Miracles are not at all uncommon in this corner of Ireland. The great phase arrays of the material world seem prone to drifting off frequency a little, just for the craic of it. They feel their way along the dial to pick up fragments of messages in strange languages. Languages that everyone hears as familiar, but can’t quite place.
Yesterday we listened to whale blow. Smelt it even, when they came close to our little bobbing boat. As they come to the surface minke whales blow first and then their back slides up out of the water. There is time, just, to hear the blow and swing a camera at the sound and click. We want portraits of the dorsal fins so that we can try to identify and re-identify individual animals.
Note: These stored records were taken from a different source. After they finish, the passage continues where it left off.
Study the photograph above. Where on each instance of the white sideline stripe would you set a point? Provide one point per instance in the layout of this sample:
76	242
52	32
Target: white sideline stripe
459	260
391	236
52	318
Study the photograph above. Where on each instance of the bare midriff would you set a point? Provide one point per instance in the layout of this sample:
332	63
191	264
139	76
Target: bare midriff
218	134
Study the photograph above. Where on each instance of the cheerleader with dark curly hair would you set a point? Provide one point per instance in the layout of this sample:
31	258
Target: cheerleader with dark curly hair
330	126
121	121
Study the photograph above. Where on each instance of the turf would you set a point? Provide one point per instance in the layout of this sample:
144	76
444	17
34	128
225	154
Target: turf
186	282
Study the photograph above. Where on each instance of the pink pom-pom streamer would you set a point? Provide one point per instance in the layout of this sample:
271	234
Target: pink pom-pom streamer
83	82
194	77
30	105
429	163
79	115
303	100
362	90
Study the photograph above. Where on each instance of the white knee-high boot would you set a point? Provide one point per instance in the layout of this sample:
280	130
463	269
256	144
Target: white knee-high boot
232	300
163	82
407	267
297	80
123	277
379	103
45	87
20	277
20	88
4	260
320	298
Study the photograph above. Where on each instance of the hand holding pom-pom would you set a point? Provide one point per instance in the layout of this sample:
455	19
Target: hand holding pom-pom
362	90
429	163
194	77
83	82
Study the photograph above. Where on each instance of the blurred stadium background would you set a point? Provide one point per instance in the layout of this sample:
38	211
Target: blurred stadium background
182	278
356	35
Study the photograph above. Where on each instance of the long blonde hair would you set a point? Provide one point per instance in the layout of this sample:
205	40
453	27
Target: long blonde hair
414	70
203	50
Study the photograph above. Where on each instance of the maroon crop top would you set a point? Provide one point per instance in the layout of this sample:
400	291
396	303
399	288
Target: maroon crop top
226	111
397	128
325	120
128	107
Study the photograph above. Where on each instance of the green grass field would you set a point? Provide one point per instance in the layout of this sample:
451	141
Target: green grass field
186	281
The minke have not come to this bay in the north-west corner of Ireland to visit us. They have not come to breed or to give birth. They have come to get fat. They have come because there are herring. This is a much bigger miracle than normal. Much bigger. Talk to the old men of the sea in the townships of Bloody Foreland and Roinn na Feirste and they tell you that the herring have been all but absent these fifty years. Before that the little silver fish were the blood of the place. Twelve boats here, fifteen there, half a dozen sheltered cheek by jowl in tiny harbours along the coastline. Year after year the tonnage. Then the bigger boats coming in from the open ocean. Then nothing. The face of the sea, the generous sea, turning suddenly bitter as she screamed a silence at the land and turned her back for half a century.
But then the year before last, and last year and again this – herring in November and December. Enough to boil the surface under a thousand gannets. Enough for Grey Seals to be full and to loll and burp and call for stories. Enough to tempt the gentle Harbour Seals out of shelter and into the bay. Enough for ten minke travellers to set up camp. And even enough for us to scoop up a basketful with an old crab trap and a twelve foot length of rope we found left by.
This little herring in my bloody hand. How can such a small fish bear the weight? How can it swim and dance and laugh its shining laughter with all those stories clamouring for it? How can it carry the meaning of the whole ocean on so delicate a flutter of silver and not fall into despair? I would sing to you softly, sweet fish, as I open you for my dinner and see if you have eggs or milt, as you have always sung for the gannets and the seals and the great barn door of the minke whale. As you sang for us once. But I do not know the songs. How did we lose the songs and do you have them still, kept safe for us? Until we are ready to sing them again? Oh fish with all your lessons, returned now, of all the hopeless times, to the shoreline off Cnoc Fola, to the bay by the Hill of the Saints and teeming around the abandoned Inis Oirthir. You, the basis of everything that lives in these seas, who came onwards to meet us, wave after wave, and came on and on until you were spent. The silver spent. All ruin. How do you return now, just now, and what have you to tell?